On 16/10/2024 21:41, Chris M. Thomasson wrote:

On 10/15/2024 6:43 PM, Mike Terry wrote:

On 14/10/2024 23:17, Chris M. Thomasson wrote:

On 10/13/2024 7:57 PM, olcott wrote:

On 10/13/2024 11:34 AM, Kaz Kylheku wrote:

On 2024-10-12, Chris M. Thomasson <chris.m.thomasson.1@gmail.com> wrote:

On 10/12/2024 11:28 AM, Janis Papanagnou wrote:

On 12.10.2024 11:32, Jan van den Broek wrote:

2024-10-12, Chris M. Thomasson <chris.m.thomasson.1@gmail.com> schrieb:

On 10/11/2024 7:50 PM, olcott wrote:

>
[Schnipp]
>
As I see it, the main Halting Problem is Olcott not halting.

>
LOL! - A very nice one. Thanks for that. :-)

>
I second that. :^)

>
You're likely thousand-seconding that.

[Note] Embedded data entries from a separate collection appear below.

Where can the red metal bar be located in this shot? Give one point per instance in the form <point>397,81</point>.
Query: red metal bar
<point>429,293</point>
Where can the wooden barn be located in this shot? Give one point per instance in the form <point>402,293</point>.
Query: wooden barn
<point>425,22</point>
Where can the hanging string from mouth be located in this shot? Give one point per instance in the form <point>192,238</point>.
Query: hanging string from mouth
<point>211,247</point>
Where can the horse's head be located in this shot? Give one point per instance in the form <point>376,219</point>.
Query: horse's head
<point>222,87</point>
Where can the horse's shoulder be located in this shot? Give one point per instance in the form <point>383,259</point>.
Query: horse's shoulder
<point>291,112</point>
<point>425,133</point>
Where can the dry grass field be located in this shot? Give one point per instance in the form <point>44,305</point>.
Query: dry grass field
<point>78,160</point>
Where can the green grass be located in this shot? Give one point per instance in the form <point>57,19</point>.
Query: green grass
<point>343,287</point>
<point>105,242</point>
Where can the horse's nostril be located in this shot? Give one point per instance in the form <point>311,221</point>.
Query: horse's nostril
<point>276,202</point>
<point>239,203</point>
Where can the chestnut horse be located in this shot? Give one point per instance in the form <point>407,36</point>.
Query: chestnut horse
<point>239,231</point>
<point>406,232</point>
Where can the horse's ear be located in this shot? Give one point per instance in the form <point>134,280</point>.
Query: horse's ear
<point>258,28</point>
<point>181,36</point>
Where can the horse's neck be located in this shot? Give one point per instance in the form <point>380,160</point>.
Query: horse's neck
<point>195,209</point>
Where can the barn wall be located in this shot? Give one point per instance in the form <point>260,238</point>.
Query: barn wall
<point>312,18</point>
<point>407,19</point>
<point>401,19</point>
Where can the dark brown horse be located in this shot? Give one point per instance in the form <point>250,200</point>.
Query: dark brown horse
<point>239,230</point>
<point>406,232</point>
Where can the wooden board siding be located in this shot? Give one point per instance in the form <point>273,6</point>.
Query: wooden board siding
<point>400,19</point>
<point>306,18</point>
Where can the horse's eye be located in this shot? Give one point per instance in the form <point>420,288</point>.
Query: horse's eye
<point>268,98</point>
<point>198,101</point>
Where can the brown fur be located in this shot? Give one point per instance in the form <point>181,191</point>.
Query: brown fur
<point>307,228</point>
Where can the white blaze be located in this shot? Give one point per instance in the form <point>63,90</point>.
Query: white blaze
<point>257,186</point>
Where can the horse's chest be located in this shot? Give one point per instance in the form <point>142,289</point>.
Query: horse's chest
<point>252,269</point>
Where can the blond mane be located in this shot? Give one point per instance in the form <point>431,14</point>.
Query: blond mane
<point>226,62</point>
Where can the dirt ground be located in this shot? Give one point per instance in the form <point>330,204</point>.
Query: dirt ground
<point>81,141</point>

The Olcott not halting joke
is many years old now, and will likely come up again.
>
>

>
My cancer has gotten worse.
>
*ChatGPT explains why rebuttals of my work are incorrect*
https://chatgpt.com/share/6709e046-4794-8011-98b7-27066fb49f3e
>
I had to dumb this down from the original halting problem
input so that reviewers can verify that HHH is correct
without hardly paying any attention at all:
>
void DDD()
{
   HHH(DDD);
   return;
}
>
When HHH is an x86 emulation based termination analyzer
then each DDD emulated by any HHH that it calls never returns.

[...]
>
Isn't that similar to:
>
void foobar()
{
     foobar();
}
>
? >

>
Similar, but different because HHH only performs a /partial/ step by step emulation of DDD - it stops emulating after a while and returns, so DDD() halts.  foobar() will never halt (ignoring physical resource constraints like running out of stack).  foobar() undergoes infinite recursive call.  DDD() exhibits /finite/ recursive emulation, then halts.

>
So, any similar to:
______________
void foo(
     unsigned long ri,
     unsigned long rn
) {
     if (ri > rn) return;
     foo(ri + 1, rn);
}
______________
>
foo(0, 5);
>
?

 Yes - similar in that both :
-  foo and PO's DDD exhibit a flavour of recursion, and
-  both foo and DDD break the recursion at some point and subsequently halt
 Different in that:
-  foo exhibits "recursive call" while DDD exhibits "recursive simulation".
 When a call is made, the caller cannot receive control until the callee returns.  So with call recursion, for the pattern to break, the break has to occur at the innermost call - like with your foo.
 When a simulation is made, the simulator is still in control, probably running a loop that simulates each individual instruction of the simulated computation.  So recursive simulation may break in the same way as your foo, namely from the inner simulation then percolating back through the nested simulations until the outer simulation exits.  Also it can break by one of the simulations simply deciding not to continue its simulation any more and quiting its instruction simulation loop. That's what PO's DDD does.
 Another example:  Suppose GGG is coded to simulate 10000000 instrucions of GGG then exit.  That is more similar to DDD than your foo, because like DDD it exhibits recursive simulation, and like DDD the recursion breaks from the outside.  Everybody agrees that GGG terminates - would you be tempted to say that it is correct to say GGG never halts because it "exhibits infinitely recursive behaviour"?  [meaning that the combined GGG emulation trace shows that simulated GGG simulates the exact same GGG again].  I doubt that!  (The whole idea is beyond stupid, given we agree GGG halts.)